Problems encountered in test practice
1. Test case instability
Tests often fail because of instability.
2. Problems in test environment
A single environment cannot meet several levels of test requirements. As sometimes test resources are limited, you need to plan well.
3. Problems in test efficiency
As a result of continuous overlapping product functions, the regression set becomes larger and more complex. The time to return is getting longer and longer. Therefore, test cases need to be refactored.
4. Issues of simultaneous release of more than four versions
Since the product may have multiple branches in regression at the time of release, such as the code branch under development and the code branch that needs to be repaired online. Because the efficiency of regression is not high, they can only wait in line. Test engineers need to improve test efficiency and reduce regression time
5. Difficulties in test and investigation
The requirement of test cases is not as high as that of developing code, and the log support in test framework is not friendly enough, which makes it difficult to investigate the problem. As a result, logs need to be improved.

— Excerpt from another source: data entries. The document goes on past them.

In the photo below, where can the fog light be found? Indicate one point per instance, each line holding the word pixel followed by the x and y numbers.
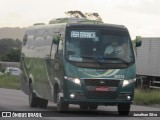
pixel 72 95
pixel 128 97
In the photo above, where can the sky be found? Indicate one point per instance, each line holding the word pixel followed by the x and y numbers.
pixel 141 17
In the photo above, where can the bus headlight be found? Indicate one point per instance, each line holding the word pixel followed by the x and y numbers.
pixel 74 80
pixel 127 82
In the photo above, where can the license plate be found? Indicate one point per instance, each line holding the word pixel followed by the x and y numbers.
pixel 102 88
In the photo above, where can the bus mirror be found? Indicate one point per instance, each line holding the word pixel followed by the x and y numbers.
pixel 138 41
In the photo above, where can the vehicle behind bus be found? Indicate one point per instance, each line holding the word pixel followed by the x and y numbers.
pixel 89 64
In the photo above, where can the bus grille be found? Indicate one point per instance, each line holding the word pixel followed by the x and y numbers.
pixel 101 94
pixel 97 82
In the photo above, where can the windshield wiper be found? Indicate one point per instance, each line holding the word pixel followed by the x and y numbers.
pixel 118 59
pixel 92 59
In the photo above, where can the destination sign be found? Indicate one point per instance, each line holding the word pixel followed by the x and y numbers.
pixel 78 34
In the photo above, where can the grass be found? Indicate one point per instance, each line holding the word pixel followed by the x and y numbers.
pixel 149 97
pixel 10 82
pixel 142 97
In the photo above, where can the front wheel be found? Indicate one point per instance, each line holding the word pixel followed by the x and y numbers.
pixel 123 109
pixel 61 105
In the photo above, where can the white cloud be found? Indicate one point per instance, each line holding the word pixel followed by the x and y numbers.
pixel 141 17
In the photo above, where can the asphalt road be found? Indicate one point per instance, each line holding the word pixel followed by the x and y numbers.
pixel 16 100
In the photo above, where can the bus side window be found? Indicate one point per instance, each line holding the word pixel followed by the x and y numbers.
pixel 24 39
pixel 60 47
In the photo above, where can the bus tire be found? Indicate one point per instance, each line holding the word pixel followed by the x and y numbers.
pixel 123 109
pixel 43 103
pixel 33 100
pixel 61 105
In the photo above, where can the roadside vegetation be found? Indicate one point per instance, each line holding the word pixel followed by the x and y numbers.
pixel 147 97
pixel 142 97
pixel 10 82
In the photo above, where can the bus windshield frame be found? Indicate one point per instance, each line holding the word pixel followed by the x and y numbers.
pixel 91 47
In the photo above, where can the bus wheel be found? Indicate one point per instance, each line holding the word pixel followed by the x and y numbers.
pixel 33 100
pixel 61 105
pixel 123 109
pixel 43 103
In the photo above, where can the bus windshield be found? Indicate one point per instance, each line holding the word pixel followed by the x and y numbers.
pixel 99 46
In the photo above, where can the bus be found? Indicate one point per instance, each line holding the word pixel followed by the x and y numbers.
pixel 78 61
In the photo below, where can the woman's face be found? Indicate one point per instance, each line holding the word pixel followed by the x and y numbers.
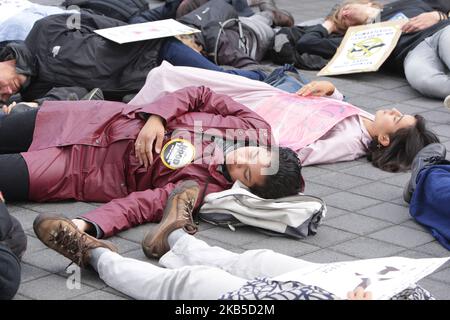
pixel 388 121
pixel 354 14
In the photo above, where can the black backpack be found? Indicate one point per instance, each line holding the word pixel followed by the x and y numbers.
pixel 284 52
pixel 118 9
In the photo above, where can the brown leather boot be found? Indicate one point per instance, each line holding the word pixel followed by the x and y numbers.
pixel 177 214
pixel 63 236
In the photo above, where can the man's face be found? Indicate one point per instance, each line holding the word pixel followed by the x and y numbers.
pixel 354 15
pixel 10 81
pixel 247 165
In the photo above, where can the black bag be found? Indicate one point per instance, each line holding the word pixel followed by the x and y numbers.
pixel 118 9
pixel 284 51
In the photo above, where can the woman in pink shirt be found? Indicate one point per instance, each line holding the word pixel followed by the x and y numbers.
pixel 316 123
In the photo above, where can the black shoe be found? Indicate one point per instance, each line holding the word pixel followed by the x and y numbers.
pixel 430 155
pixel 94 94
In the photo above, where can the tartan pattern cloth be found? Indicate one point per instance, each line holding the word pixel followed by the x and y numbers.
pixel 266 289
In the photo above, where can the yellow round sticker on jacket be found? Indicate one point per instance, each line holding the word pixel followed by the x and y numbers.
pixel 177 153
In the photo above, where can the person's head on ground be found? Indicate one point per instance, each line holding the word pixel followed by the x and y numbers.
pixel 11 82
pixel 16 68
pixel 354 13
pixel 253 167
pixel 397 138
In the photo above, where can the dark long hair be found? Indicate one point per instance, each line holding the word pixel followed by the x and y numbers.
pixel 404 144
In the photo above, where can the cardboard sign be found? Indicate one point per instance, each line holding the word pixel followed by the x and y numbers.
pixel 384 277
pixel 146 31
pixel 364 48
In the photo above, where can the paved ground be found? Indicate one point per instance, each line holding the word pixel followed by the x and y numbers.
pixel 367 217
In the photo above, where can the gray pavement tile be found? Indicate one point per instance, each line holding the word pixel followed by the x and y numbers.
pixel 326 256
pixel 413 224
pixel 318 190
pixel 30 272
pixel 437 288
pixel 310 171
pixel 443 275
pixel 87 277
pixel 441 130
pixel 21 297
pixel 338 165
pixel 48 260
pixel 358 224
pixel 367 171
pixel 327 236
pixel 333 212
pixel 237 238
pixel 378 190
pixel 366 248
pixel 98 295
pixel 392 95
pixel 339 180
pixel 116 293
pixel 69 209
pixel 368 103
pixel 349 201
pixel 402 236
pixel 425 103
pixel 399 179
pixel 405 108
pixel 26 217
pixel 399 201
pixel 34 244
pixel 433 248
pixel 442 117
pixel 52 287
pixel 124 245
pixel 388 212
pixel 138 233
pixel 290 247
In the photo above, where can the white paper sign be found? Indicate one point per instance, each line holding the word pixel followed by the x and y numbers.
pixel 9 8
pixel 146 31
pixel 364 48
pixel 384 277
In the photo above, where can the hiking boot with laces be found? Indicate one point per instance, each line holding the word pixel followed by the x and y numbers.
pixel 177 214
pixel 63 236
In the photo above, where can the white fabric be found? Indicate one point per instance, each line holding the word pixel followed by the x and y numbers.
pixel 275 215
pixel 144 281
pixel 344 143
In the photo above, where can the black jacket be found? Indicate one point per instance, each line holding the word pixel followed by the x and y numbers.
pixel 222 44
pixel 65 57
pixel 318 41
pixel 13 243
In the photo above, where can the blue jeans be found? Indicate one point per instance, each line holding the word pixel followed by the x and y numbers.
pixel 178 54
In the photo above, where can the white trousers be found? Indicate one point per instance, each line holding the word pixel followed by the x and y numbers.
pixel 195 271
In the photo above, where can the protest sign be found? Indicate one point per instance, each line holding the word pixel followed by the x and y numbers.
pixel 384 277
pixel 364 48
pixel 146 31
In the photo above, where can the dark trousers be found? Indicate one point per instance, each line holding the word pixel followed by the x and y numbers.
pixel 16 131
pixel 178 54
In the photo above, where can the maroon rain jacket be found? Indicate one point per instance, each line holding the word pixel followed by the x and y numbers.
pixel 84 150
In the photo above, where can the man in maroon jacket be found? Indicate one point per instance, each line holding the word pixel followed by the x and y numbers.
pixel 132 157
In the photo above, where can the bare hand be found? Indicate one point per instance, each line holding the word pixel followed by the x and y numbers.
pixel 151 134
pixel 359 294
pixel 317 88
pixel 421 22
pixel 330 26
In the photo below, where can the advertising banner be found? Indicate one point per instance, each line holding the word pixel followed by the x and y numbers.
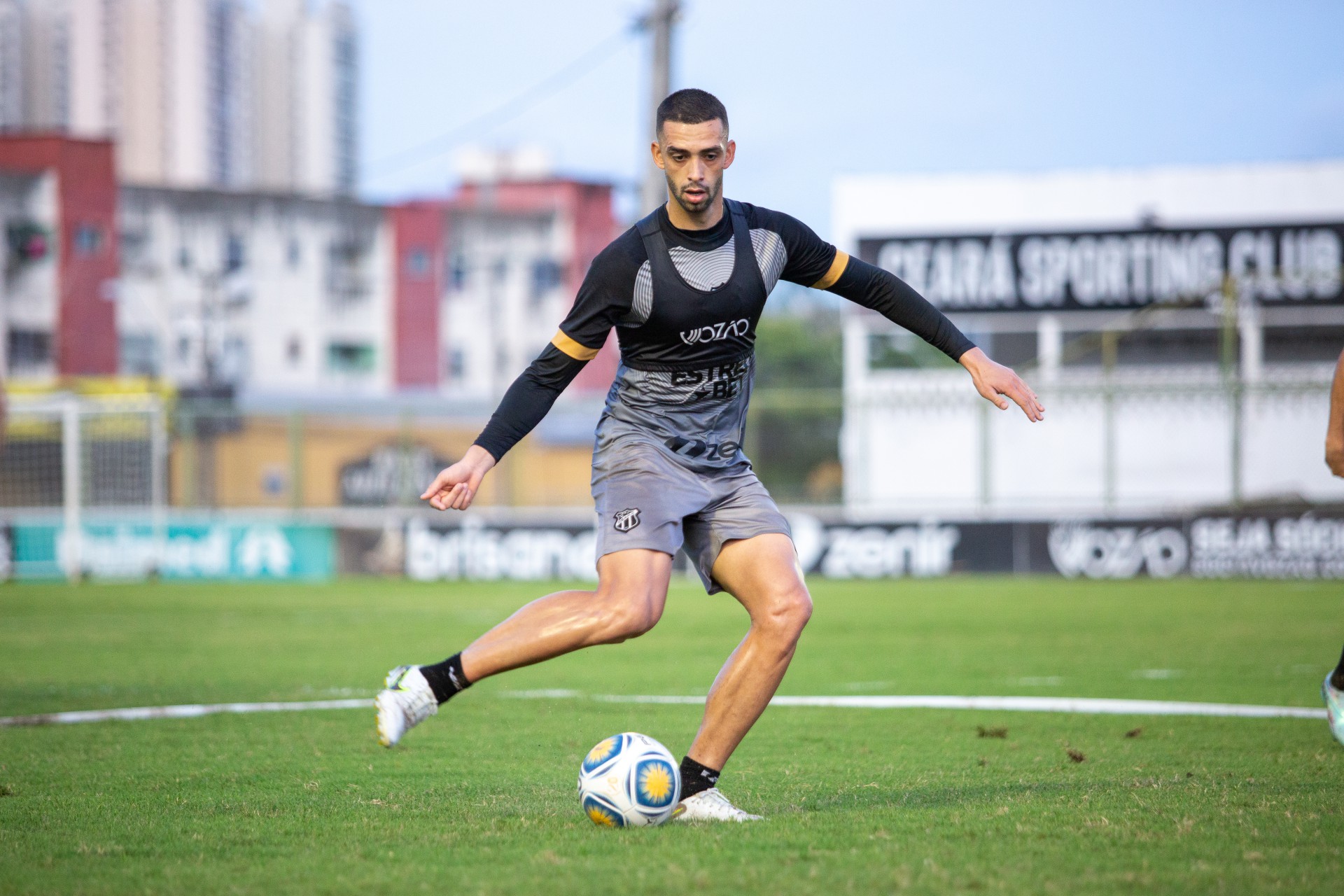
pixel 488 552
pixel 1303 546
pixel 1280 265
pixel 176 551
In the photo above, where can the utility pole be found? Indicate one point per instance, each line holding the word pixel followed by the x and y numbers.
pixel 659 24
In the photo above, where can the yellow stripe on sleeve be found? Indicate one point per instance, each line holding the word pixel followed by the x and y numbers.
pixel 571 348
pixel 838 266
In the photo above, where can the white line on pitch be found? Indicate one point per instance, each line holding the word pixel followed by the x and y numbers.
pixel 185 711
pixel 1011 704
pixel 1019 704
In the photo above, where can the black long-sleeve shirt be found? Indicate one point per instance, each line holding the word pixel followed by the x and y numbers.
pixel 619 292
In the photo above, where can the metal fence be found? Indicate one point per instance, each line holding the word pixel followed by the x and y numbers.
pixel 1123 441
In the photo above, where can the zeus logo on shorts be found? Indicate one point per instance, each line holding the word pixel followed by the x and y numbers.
pixel 714 332
pixel 699 448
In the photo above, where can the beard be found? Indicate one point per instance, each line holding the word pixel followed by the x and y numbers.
pixel 711 192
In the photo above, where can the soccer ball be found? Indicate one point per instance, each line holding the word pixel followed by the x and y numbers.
pixel 629 780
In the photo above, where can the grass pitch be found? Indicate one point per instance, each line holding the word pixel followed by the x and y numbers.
pixel 482 798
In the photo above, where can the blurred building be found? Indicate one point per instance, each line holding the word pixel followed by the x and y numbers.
pixel 198 93
pixel 286 293
pixel 517 250
pixel 1179 323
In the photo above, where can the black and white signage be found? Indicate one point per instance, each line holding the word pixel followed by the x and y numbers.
pixel 390 475
pixel 1284 265
pixel 1301 546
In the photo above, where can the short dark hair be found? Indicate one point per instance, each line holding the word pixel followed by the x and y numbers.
pixel 691 106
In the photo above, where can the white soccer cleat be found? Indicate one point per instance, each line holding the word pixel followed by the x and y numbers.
pixel 406 701
pixel 711 805
pixel 1334 707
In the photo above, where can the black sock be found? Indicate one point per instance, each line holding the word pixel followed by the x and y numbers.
pixel 447 678
pixel 696 777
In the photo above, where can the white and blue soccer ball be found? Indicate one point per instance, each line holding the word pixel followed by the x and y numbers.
pixel 628 780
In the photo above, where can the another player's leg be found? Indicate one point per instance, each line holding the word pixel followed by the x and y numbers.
pixel 762 574
pixel 629 598
pixel 1332 690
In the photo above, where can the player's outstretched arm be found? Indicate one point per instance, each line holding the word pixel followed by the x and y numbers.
pixel 454 486
pixel 993 381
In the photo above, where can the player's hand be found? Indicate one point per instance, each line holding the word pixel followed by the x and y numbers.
pixel 454 486
pixel 995 381
pixel 1335 453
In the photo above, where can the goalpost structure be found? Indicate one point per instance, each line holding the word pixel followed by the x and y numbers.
pixel 73 460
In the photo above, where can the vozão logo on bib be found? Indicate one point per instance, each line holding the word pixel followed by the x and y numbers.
pixel 714 332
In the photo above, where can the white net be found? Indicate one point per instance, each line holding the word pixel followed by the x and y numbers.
pixel 74 463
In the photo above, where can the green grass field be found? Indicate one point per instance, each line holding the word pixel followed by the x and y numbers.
pixel 482 798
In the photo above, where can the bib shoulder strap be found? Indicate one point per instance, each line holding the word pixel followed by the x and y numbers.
pixel 648 225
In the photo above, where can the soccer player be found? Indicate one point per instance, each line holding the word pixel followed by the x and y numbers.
pixel 1332 690
pixel 683 289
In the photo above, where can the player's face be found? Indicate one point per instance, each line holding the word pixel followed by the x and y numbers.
pixel 694 158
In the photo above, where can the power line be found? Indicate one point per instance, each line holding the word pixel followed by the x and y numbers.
pixel 504 112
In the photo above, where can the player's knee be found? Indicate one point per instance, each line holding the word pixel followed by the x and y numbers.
pixel 629 615
pixel 788 613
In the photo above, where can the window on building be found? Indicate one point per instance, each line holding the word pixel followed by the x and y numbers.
pixel 234 359
pixel 139 355
pixel 546 277
pixel 235 253
pixel 456 365
pixel 88 239
pixel 417 262
pixel 29 349
pixel 457 272
pixel 350 358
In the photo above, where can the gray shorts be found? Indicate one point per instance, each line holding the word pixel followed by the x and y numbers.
pixel 648 500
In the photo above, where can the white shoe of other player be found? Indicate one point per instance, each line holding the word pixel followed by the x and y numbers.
pixel 406 701
pixel 1334 707
pixel 711 805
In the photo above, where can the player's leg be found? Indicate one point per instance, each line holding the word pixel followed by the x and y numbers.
pixel 1332 691
pixel 762 574
pixel 631 593
pixel 629 598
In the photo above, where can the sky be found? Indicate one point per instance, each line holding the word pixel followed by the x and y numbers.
pixel 818 89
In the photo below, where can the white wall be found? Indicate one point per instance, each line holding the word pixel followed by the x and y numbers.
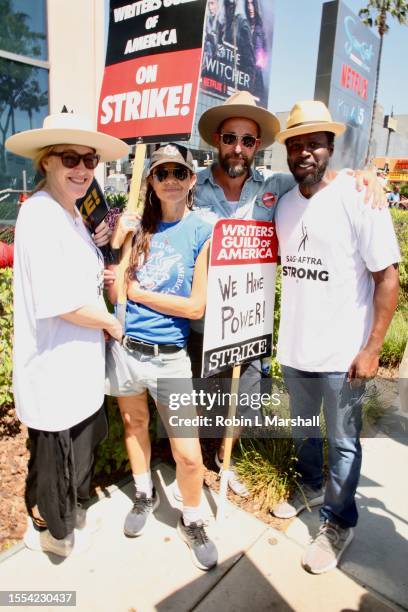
pixel 76 54
pixel 76 51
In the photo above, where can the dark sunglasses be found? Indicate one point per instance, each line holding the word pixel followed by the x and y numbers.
pixel 179 173
pixel 70 159
pixel 232 139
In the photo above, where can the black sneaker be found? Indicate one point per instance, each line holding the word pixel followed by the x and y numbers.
pixel 203 551
pixel 143 506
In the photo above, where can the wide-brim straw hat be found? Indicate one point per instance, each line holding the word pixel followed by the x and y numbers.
pixel 240 104
pixel 68 129
pixel 307 117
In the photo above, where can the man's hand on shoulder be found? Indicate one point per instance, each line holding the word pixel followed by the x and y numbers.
pixel 374 191
pixel 364 366
pixel 102 234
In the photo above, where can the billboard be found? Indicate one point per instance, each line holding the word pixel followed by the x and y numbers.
pixel 345 78
pixel 237 48
pixel 152 70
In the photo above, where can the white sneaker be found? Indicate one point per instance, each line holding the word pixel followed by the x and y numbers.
pixel 234 482
pixel 327 548
pixel 75 542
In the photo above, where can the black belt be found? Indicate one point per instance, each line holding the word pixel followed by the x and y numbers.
pixel 131 344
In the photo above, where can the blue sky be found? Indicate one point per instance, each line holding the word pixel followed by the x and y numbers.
pixel 295 49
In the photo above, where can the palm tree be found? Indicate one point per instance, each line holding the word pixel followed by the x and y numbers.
pixel 376 13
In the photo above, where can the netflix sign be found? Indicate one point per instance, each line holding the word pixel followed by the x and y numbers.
pixel 345 79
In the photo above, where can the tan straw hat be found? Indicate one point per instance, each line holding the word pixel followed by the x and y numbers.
pixel 307 117
pixel 240 104
pixel 66 128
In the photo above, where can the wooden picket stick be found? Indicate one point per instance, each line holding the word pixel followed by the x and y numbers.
pixel 225 472
pixel 132 204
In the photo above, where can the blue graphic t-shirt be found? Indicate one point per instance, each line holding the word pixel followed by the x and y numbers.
pixel 169 269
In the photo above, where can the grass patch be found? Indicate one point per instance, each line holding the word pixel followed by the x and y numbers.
pixel 268 467
pixel 395 340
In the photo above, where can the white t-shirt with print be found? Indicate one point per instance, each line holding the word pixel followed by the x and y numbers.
pixel 329 244
pixel 59 368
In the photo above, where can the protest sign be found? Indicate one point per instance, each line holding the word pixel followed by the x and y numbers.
pixel 241 283
pixel 93 206
pixel 153 61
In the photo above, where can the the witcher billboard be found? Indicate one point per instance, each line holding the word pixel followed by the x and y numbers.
pixel 237 48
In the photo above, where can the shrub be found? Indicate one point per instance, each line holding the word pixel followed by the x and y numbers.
pixel 400 219
pixel 9 423
pixel 395 340
pixel 268 467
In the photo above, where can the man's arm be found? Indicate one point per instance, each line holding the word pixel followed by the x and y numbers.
pixel 365 364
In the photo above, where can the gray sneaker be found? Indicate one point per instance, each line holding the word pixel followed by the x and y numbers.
pixel 203 550
pixel 42 540
pixel 143 506
pixel 302 498
pixel 325 551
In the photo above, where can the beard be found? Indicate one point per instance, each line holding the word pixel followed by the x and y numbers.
pixel 234 165
pixel 313 176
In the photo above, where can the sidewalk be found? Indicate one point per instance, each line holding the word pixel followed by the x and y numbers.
pixel 259 567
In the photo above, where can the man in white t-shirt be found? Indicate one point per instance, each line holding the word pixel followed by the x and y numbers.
pixel 339 292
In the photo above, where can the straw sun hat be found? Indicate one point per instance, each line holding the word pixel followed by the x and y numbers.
pixel 307 117
pixel 66 128
pixel 240 104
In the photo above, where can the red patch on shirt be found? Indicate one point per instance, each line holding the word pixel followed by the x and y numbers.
pixel 268 199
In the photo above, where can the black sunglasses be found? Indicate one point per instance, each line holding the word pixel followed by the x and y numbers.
pixel 71 159
pixel 179 173
pixel 231 139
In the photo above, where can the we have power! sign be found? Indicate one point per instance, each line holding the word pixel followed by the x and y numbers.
pixel 241 289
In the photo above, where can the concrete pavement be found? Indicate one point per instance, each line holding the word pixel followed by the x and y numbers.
pixel 259 567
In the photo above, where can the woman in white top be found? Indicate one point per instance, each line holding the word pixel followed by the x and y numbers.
pixel 59 323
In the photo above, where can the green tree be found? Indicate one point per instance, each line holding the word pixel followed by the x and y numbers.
pixel 376 14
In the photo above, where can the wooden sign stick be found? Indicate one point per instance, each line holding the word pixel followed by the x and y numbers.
pixel 137 174
pixel 232 409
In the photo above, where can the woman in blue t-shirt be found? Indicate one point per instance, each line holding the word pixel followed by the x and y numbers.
pixel 166 286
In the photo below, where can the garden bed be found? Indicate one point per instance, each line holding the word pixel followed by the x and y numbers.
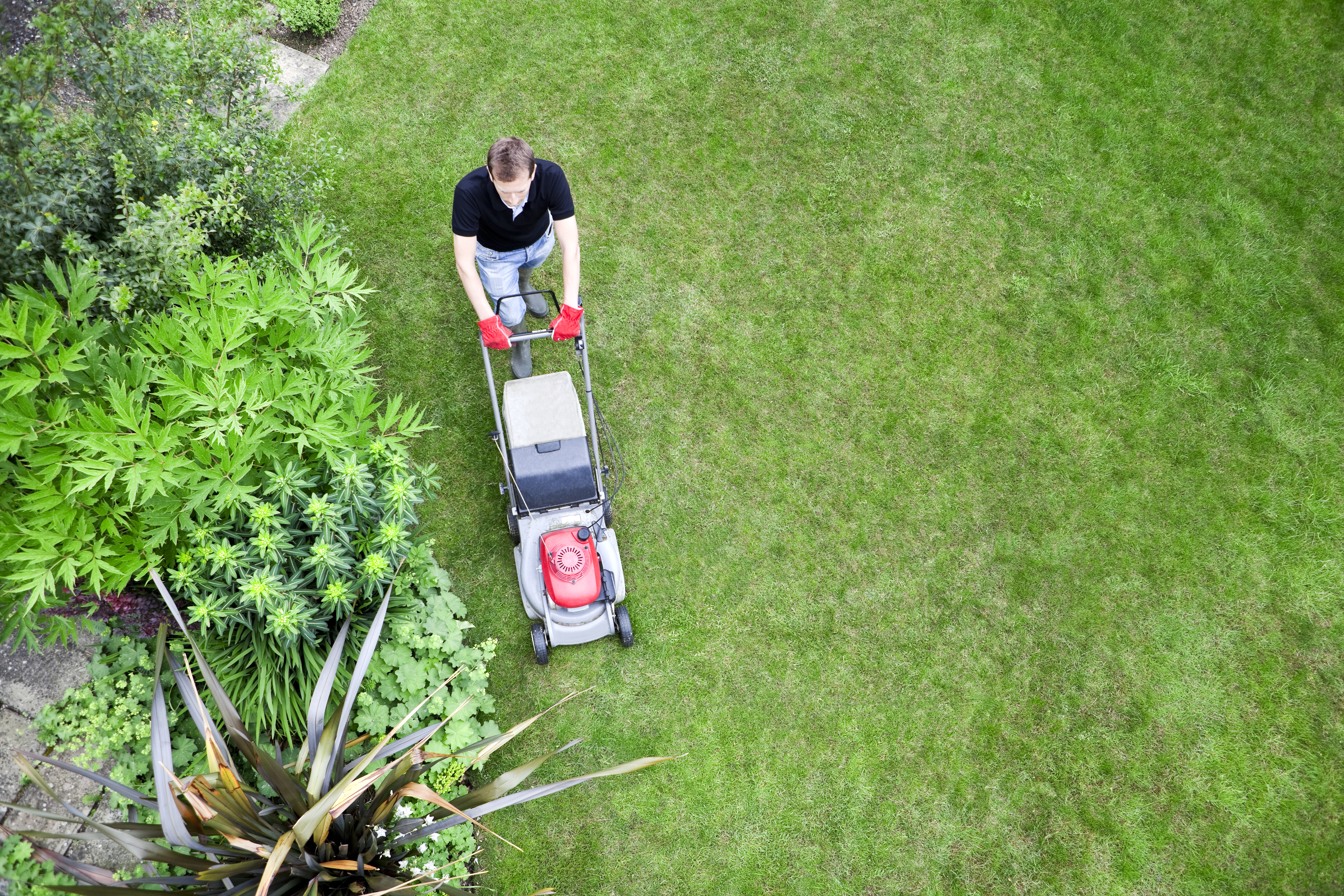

Test engineers still need to do a lot of work to make test faster and more effective.
1. Easier said than done. A responsible test engineer can do things well in spite of bad conditions.
2. Good quality depends on cooperation of responsible test engineers, development engineers and operation engineers. If every link is done well, there will be good quality.
3. Good product quality is the guarantee of a happy life.
4. In order to find more errors, full review must be introduced.